Currently scheduled to finish construction in June 2020, the new Silver Line stations that will be opening at Dulles Airport and across parts of Loudoun County may take much longer than expected to arrive. Due to the highly complex nature of joining the Silver Line to the existing infrastructure in and around Dulles International Airport, the Metropolitan Washington Airports Authority have rejected the schedules put forward by bidding contractors, calling them “unrealistic.”

The Capital Rail Constructors (CRC), the collective building these new metro lines, submitted a report in September that included, “misleading and incorrect logic, violations of the contract schedule specification, and unrealistic assumptions, and therefore it lacks forecasting credibility.” At this point, it’s not clear whether or not the CRC has adjusted their own internal schedules to reflect these new doubts.
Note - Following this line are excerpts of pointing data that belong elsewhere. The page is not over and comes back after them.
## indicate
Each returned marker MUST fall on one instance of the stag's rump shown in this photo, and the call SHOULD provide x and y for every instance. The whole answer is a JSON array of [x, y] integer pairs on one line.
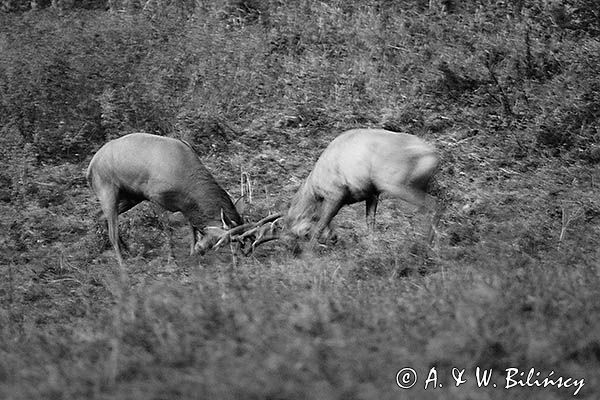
[[363, 162]]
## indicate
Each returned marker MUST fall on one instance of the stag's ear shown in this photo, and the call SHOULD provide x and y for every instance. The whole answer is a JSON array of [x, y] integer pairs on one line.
[[227, 223]]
“We did have a hiccup there where WMATA train control engineering wanted to make sure they had all the documentation that they felt necessary before CRC was allowed to load its particular software … WMATA wanted to make sure that the new software would not have any deleterious effects on the existing train control system,” said Charles Stark, VP of the Metropolitan Washington Airports Authority.

The tension between Metro and the Airport Authority has become”rather substantial and escalated at this point,” according to Loudoun County Supervisor, Ron A. Meyer Jr. (R-Broad Run). “The Metro report… was… I wouldn’t say shocking, but it was a little bit eye-opening for me. Metro’s perspective seems relatively hardened, that they won’t accept anything but totally redoing what has been wronged. We need to be thinking a little bit more pragmatically, obviously demanding that the contractor right the wrongs, but at the same time not taking an absolutist position that we’re not willing to negotiate at all.
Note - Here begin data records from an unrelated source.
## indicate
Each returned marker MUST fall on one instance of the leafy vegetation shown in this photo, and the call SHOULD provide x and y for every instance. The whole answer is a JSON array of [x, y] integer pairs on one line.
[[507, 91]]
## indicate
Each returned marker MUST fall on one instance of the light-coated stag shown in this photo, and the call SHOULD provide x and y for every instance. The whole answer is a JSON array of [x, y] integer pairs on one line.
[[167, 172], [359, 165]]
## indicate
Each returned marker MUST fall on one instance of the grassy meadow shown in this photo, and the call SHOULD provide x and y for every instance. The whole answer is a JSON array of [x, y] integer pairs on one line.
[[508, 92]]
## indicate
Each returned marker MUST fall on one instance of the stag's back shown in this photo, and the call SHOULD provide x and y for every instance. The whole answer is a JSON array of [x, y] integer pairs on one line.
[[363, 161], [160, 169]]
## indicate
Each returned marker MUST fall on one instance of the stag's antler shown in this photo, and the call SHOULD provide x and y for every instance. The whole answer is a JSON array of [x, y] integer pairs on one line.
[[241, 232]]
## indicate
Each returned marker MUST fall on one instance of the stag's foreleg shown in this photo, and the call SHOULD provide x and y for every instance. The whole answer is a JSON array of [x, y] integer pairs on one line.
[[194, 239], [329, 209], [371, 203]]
Loudoun County’s Director of the Department of Transportation and Capital Infrastructure, Joe Kroboth, said, “all I can say is, how we understand the completion of the rail project, and the information that we have communicated to our elected officials. What we have been communicating to our elected officials is that the actual date for revenue start of the system is still, at this point, a soft date depending on how quickly they resolve some of these issues. That would be anywhere from as early as Sept. 1, but through, say, December.

Tim Hemstreet, Loudoun County’s Administrator, said, “what is important that we pay attention to is, are they generally in the same ballpark? So on a project like this, are they generally within six months of each other, because it’s a five-year project. So if they’re within six months of each other, they should at some point come back together.”

Logistics issues with rock ballasts, cranes, and glass screen walls have all caused delays. Testing for the new metro line should wrap up around August 2020, with a very fluid expectation of opening to customers in late Fall 2020.